Meet Chicago architecture’s collaboration champions DAAM
Exciting young studios in the American Midwest are shaking up the world of architecture. As part of our Next Generation 2022 project, we explore ten practices pioneering change. This is DAAM
![guild row exterior in Chicago](https://cdn.mos.cms.futurecdn.net/6fgm3YCscLaTMMYHv2nGxH-415-80.png)
DAAM is an acronym for ‘Designers, Architects, Artists and Makers’, and it’s a name that aptly summarises this cross-disciplinary, energetic young studio’s stance and deeply collaborative and hands-on culture.
‘DAAM (pronounced “dam”) was a purposefully bold choice,’ explains the studio’s Chicago- based founder, Elyse Agnello. ‘It serves to focus attention on our work process and product rather than our authorship, and its playful irreverence reflects our design aspirations.’
DAAM: creating ‘new ways for people to live, learn and be together’
Elyse Agnello and Alex Shelly of DAAM
Agnello set up DAAM in 2016 and was soon joined by current co-director Alex Shelly. Together they lead a small team of two to six people, pursuing ‘the type of work that valourises neighborhoods, breathes new life into abandoned structures, inspires a better future, and creates new ways for people to live, learn and be together’. Seeing themselves as a ‘people-centric’ practice, they place conversation and function at the heart of their design process – form comes after.
This is also reflected in their project, client and collaborator choices. ‘We’ve prided ourselves in not “having a type” when it comes to the projects that we take on. We’ve sought out and created projects where problems are celebrated, craftsmanship is embraced, and good design is truly valued,’ Agnello says.
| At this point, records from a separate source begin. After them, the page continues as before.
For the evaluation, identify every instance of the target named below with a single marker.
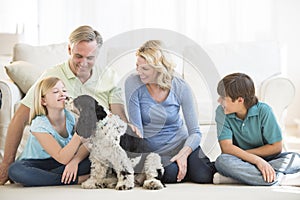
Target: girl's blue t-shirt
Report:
(41, 124)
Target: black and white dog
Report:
(119, 159)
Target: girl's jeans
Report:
(43, 172)
(245, 172)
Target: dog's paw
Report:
(89, 184)
(124, 186)
(153, 184)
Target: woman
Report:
(155, 98)
(54, 154)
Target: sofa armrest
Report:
(278, 92)
(11, 95)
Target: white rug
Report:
(185, 191)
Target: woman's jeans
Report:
(199, 169)
(43, 172)
(245, 172)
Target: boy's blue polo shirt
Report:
(257, 129)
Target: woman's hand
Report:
(135, 130)
(181, 159)
(70, 172)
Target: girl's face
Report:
(147, 73)
(55, 97)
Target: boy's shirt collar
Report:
(252, 111)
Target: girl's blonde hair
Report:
(154, 54)
(41, 89)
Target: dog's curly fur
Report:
(114, 154)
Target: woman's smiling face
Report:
(146, 72)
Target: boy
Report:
(250, 138)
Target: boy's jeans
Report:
(245, 172)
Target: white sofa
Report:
(260, 60)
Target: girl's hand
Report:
(70, 172)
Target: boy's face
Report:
(230, 106)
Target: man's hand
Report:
(3, 173)
(135, 130)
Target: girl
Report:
(54, 154)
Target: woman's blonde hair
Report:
(157, 57)
(41, 89)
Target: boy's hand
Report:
(267, 170)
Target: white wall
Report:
(288, 29)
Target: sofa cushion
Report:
(44, 55)
(24, 74)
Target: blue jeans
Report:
(42, 172)
(245, 172)
(199, 169)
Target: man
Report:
(80, 76)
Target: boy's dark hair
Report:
(238, 85)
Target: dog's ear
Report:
(100, 112)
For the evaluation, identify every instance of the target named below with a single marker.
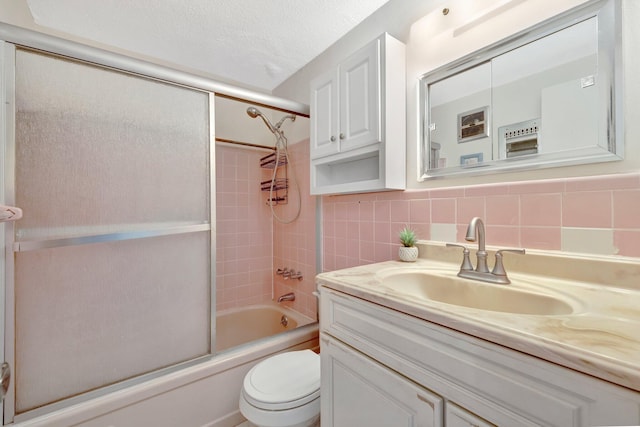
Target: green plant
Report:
(407, 237)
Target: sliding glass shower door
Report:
(110, 276)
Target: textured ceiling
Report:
(258, 43)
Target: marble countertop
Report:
(601, 337)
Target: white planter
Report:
(408, 254)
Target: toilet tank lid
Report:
(285, 377)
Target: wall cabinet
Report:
(374, 357)
(358, 123)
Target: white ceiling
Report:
(257, 43)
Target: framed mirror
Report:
(548, 96)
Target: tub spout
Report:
(287, 297)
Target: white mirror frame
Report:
(608, 15)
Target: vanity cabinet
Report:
(378, 359)
(362, 392)
(358, 123)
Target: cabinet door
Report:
(360, 98)
(458, 417)
(324, 117)
(356, 391)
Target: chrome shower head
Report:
(253, 112)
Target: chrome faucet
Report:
(475, 231)
(287, 297)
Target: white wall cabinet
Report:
(471, 381)
(358, 122)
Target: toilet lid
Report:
(284, 381)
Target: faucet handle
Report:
(466, 262)
(498, 268)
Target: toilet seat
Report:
(284, 381)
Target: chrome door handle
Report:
(5, 379)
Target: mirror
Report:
(548, 96)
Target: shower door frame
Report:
(10, 36)
(7, 235)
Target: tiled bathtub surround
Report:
(595, 215)
(243, 230)
(294, 244)
(251, 246)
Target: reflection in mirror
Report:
(545, 97)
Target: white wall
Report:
(430, 40)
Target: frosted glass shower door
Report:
(112, 259)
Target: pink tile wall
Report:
(294, 243)
(363, 228)
(243, 230)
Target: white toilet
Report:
(283, 391)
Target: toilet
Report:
(283, 391)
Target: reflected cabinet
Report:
(548, 96)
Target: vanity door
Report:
(356, 391)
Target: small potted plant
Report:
(408, 251)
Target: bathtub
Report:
(204, 394)
(239, 326)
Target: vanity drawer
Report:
(501, 385)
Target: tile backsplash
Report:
(595, 215)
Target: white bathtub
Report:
(205, 394)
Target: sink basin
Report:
(450, 289)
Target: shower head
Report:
(290, 116)
(253, 112)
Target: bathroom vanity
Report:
(558, 348)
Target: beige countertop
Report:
(601, 337)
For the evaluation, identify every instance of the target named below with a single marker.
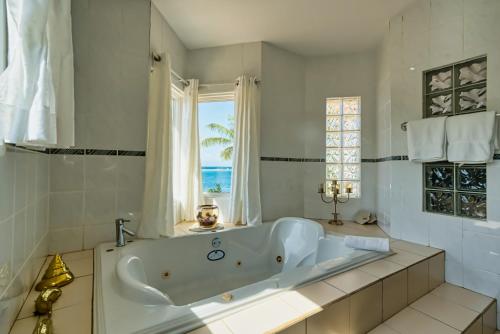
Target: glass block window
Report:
(343, 144)
(455, 189)
(455, 89)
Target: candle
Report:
(337, 187)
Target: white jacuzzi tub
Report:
(175, 285)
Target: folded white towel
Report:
(472, 137)
(367, 243)
(427, 139)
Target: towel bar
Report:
(404, 124)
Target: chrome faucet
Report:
(121, 230)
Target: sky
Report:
(213, 112)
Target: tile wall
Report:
(93, 184)
(24, 200)
(432, 33)
(87, 193)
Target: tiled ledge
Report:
(352, 302)
(72, 312)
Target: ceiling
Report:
(306, 27)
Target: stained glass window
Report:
(343, 143)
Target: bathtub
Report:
(175, 285)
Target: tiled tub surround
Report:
(24, 197)
(72, 313)
(352, 302)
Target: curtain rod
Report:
(156, 58)
(404, 125)
(236, 82)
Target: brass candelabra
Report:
(335, 191)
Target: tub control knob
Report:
(227, 297)
(216, 242)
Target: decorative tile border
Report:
(391, 158)
(132, 153)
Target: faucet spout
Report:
(121, 230)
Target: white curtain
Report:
(187, 167)
(157, 213)
(245, 208)
(36, 89)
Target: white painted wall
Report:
(111, 48)
(225, 63)
(164, 40)
(282, 132)
(337, 76)
(432, 33)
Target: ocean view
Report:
(213, 176)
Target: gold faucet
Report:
(48, 296)
(56, 275)
(44, 326)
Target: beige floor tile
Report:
(475, 328)
(333, 320)
(365, 309)
(445, 311)
(410, 321)
(351, 280)
(24, 326)
(217, 327)
(404, 258)
(78, 291)
(76, 319)
(381, 268)
(436, 271)
(310, 299)
(383, 329)
(490, 319)
(81, 267)
(269, 316)
(394, 294)
(299, 328)
(415, 248)
(418, 281)
(467, 298)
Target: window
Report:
(454, 189)
(216, 128)
(343, 144)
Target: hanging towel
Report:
(427, 140)
(367, 243)
(472, 137)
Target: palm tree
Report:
(225, 139)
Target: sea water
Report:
(212, 176)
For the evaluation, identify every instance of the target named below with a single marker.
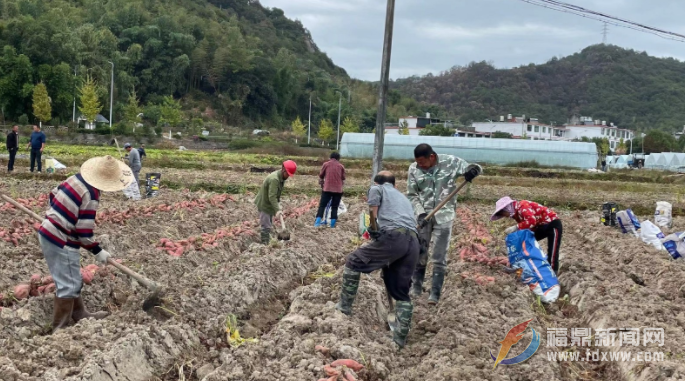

That said, he does express a soft spot for ‘dynamic gathering spaces’, such as the studio’s Lyte Lounge (the conversion of a nursery into a community centre for-risk and homeless youth on Chicago’s South Side) and Guild Row (a former industrial site transformed into a new membership club around creativity and civic engagement).
Guild Row
However, their breakthrough project is without a doubt Shell House, a small – just 1,000 sq ft – home in the Catskill Mountains. The project is a delicate renovation of a retreat originally designed in 1996 by architect Seymour Rutkin (with consultation from the Monolithic Dome Institute), and its refined approach and extreme attention to detail resulted in many awards and publications. More housing work, including entry-market initiatives, such as their Starter Home project, a concept they have been incubating for several years, are currently in the works.
The duo’s multidisciplinary attitude and energetic nature means that their work often takes them beyond ‘traditional’ designing and building. They both often teach, while Agnello is also co-founder of Guild Row, as well the design principal of Platform Managers, a real estate development and venture management firm. All their ‘extracurricular’ activities help them grow and cross-pollinate their daily design practice.
Guild Row
As to what they feel is missing from today’s architecture world? ‘Globally, we always need more young open-minded practitioners that come from diversified backgrounds that are able to blend their architectural expertise and other life experience,’ says Agnello. ‘Locally, it’s an exciting time to lead a small practice in Chicago. The City has an appreciation for design, and with the ongoing development of civic initiatives geared at addressing local issues of poverty and racism, paired with the Chicago Architecture Biennial spotlighting the role of architecture and design at the intersection of critical issues such as health, sustainability, equity, and racial justice, local opportunity abounds.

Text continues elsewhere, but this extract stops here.